Gestores com procedimentos pouco éticos e até criminosos, alimentaram estratégias de curto prazo, somente com objectivo de maximizar os ganhos por bom desempenho empresarial, mesmo que para tal, fosse necessário “maquilhar” as respectivas contabilidades. A fim de “abafar” o pânico e o colapso financeiro mundial, houve necessidade dos bancos centrais, americano (FED) e europeu (BCE), intervirem no sistema financeiro internacional, ao injectar a liquidez nos mercados, minimizando assim, o surgimento de problemas maiores.
Estes apoios foram directamente canalizados e orientados para os bancos em dificuldades. E quem pagou a factura? Os contribuintes. Os défices aumentaram, descontroladamente, e a nível macroeconómico, a dureza da situação recessiva acentuou-se no mundo financeiro e na economia real globais.
Os especuladores procuram, por um lado, obter mais-valias na zona euro e, por outro, testar se a moeda única é realmente uma moeda de referência mundial. Estes ataques especulativos direccionados aos países mais frágeis e periféricos do ponto de vista económico, como o são, por exemplo, a Grécia, Portugal e a Espanha, estão na origem da instabilidade social, empresarial e até politica verificada nestes países. Se as politicas económico-sociais adoptadas foram erradas, também é verdade, que a adopção de politicas de apoio incondicional e prioritário ao sector bancário, prejudicaram as empresas e os respectivos contribuintes.
Daí a necessidade, a meu ver, de se criarem duas entidades de recurso e de regulação: 1) Fundo Monetário Europeu e 2) Agência de “Rating” Europeia.

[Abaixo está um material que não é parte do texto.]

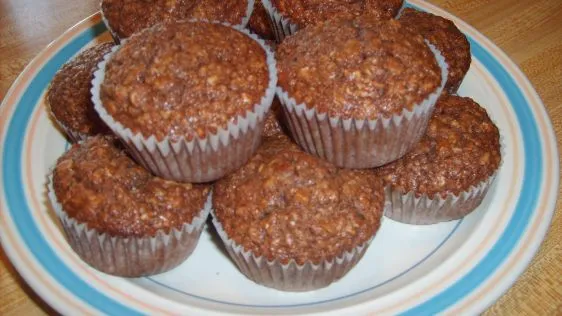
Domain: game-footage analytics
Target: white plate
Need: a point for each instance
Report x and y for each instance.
(460, 266)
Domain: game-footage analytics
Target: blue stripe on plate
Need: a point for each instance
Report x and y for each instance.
(526, 204)
(22, 215)
(15, 194)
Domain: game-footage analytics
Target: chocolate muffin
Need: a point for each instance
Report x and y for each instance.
(69, 99)
(126, 17)
(288, 16)
(358, 92)
(118, 217)
(273, 121)
(259, 22)
(449, 171)
(188, 98)
(452, 43)
(294, 222)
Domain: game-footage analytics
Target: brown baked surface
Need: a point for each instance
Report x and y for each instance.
(184, 79)
(360, 68)
(460, 149)
(311, 12)
(442, 33)
(272, 124)
(259, 22)
(127, 17)
(69, 97)
(98, 184)
(285, 204)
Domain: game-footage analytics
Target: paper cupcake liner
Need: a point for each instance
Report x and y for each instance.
(132, 256)
(290, 277)
(282, 26)
(243, 23)
(354, 143)
(423, 210)
(200, 159)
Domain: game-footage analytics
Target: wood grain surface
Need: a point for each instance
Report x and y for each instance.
(529, 31)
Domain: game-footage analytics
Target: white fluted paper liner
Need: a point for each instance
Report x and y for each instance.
(201, 159)
(282, 26)
(243, 23)
(422, 210)
(132, 256)
(290, 277)
(355, 143)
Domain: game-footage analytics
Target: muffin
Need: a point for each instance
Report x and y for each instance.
(259, 22)
(68, 97)
(358, 92)
(293, 222)
(288, 16)
(273, 121)
(126, 17)
(118, 217)
(448, 173)
(188, 98)
(452, 43)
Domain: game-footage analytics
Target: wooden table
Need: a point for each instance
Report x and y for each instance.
(530, 32)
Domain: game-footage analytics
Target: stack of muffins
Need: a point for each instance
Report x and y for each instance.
(297, 153)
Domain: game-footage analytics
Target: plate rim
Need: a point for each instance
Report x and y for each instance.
(549, 130)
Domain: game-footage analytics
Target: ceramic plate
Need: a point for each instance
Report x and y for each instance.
(461, 266)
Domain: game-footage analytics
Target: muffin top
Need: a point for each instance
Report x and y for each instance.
(287, 205)
(69, 97)
(359, 68)
(184, 79)
(259, 22)
(311, 12)
(272, 124)
(461, 148)
(126, 17)
(442, 33)
(98, 184)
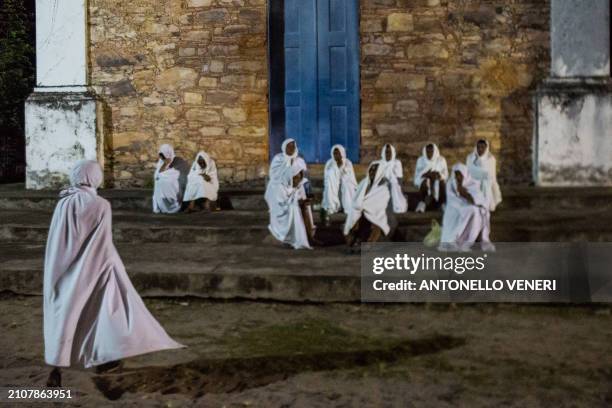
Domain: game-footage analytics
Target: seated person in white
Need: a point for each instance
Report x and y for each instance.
(166, 191)
(202, 184)
(430, 178)
(366, 220)
(290, 217)
(393, 171)
(483, 168)
(339, 182)
(466, 218)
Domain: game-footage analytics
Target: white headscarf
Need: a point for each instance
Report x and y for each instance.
(371, 200)
(484, 170)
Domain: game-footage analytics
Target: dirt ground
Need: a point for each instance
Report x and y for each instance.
(252, 354)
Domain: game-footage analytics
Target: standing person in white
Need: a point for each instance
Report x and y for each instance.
(92, 313)
(483, 168)
(339, 182)
(166, 191)
(467, 217)
(430, 177)
(202, 183)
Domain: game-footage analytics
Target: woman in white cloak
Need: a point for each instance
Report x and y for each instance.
(430, 177)
(202, 183)
(339, 182)
(393, 172)
(290, 216)
(366, 219)
(92, 313)
(483, 168)
(166, 190)
(466, 218)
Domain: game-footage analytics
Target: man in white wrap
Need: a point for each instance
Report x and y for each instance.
(393, 171)
(466, 218)
(430, 177)
(483, 168)
(339, 182)
(166, 190)
(92, 313)
(202, 183)
(366, 219)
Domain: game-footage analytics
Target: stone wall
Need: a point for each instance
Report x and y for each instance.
(192, 73)
(453, 71)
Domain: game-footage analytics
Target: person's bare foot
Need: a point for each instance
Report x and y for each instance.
(55, 378)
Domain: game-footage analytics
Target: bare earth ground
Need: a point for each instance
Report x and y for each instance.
(248, 354)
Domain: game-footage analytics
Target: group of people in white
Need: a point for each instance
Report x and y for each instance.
(467, 196)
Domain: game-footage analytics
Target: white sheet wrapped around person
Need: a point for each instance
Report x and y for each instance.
(483, 168)
(430, 177)
(92, 313)
(166, 189)
(467, 217)
(202, 183)
(366, 219)
(287, 205)
(393, 172)
(339, 183)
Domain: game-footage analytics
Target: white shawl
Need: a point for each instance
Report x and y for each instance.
(484, 170)
(371, 201)
(339, 183)
(393, 172)
(463, 221)
(197, 186)
(166, 191)
(437, 163)
(286, 220)
(92, 313)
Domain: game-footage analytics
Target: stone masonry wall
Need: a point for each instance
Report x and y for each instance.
(453, 71)
(192, 73)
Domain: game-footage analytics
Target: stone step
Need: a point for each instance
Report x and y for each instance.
(257, 271)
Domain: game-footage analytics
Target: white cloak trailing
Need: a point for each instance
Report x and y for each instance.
(464, 222)
(484, 170)
(370, 201)
(437, 163)
(166, 191)
(393, 172)
(286, 220)
(197, 186)
(92, 313)
(339, 183)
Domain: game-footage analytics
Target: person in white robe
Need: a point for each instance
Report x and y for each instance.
(202, 183)
(92, 313)
(394, 173)
(366, 219)
(466, 218)
(287, 202)
(483, 168)
(430, 178)
(339, 182)
(166, 190)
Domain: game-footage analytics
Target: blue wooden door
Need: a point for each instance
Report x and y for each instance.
(322, 76)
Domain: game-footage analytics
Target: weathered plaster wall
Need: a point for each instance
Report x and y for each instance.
(453, 71)
(188, 72)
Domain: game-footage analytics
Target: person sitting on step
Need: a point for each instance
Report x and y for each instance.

Assim, a UE tem que se afirmar de vez, se se quiser manter como bloco económico efectivo. A quota europeia no PIB mundial está a perder peso para os EUA e para os BIRC. Está na hora de deixarmo-nos de “falinhas mansas” e de defender o euro como moeda única, através de acções de solidariedade intra-comunitária mais concretas mas não a qualquer preço, sob pena da Europa perder um papel decisório na economia internacional para os nossos e novos concorrentes do novo modelo civilizacional chamado globalização.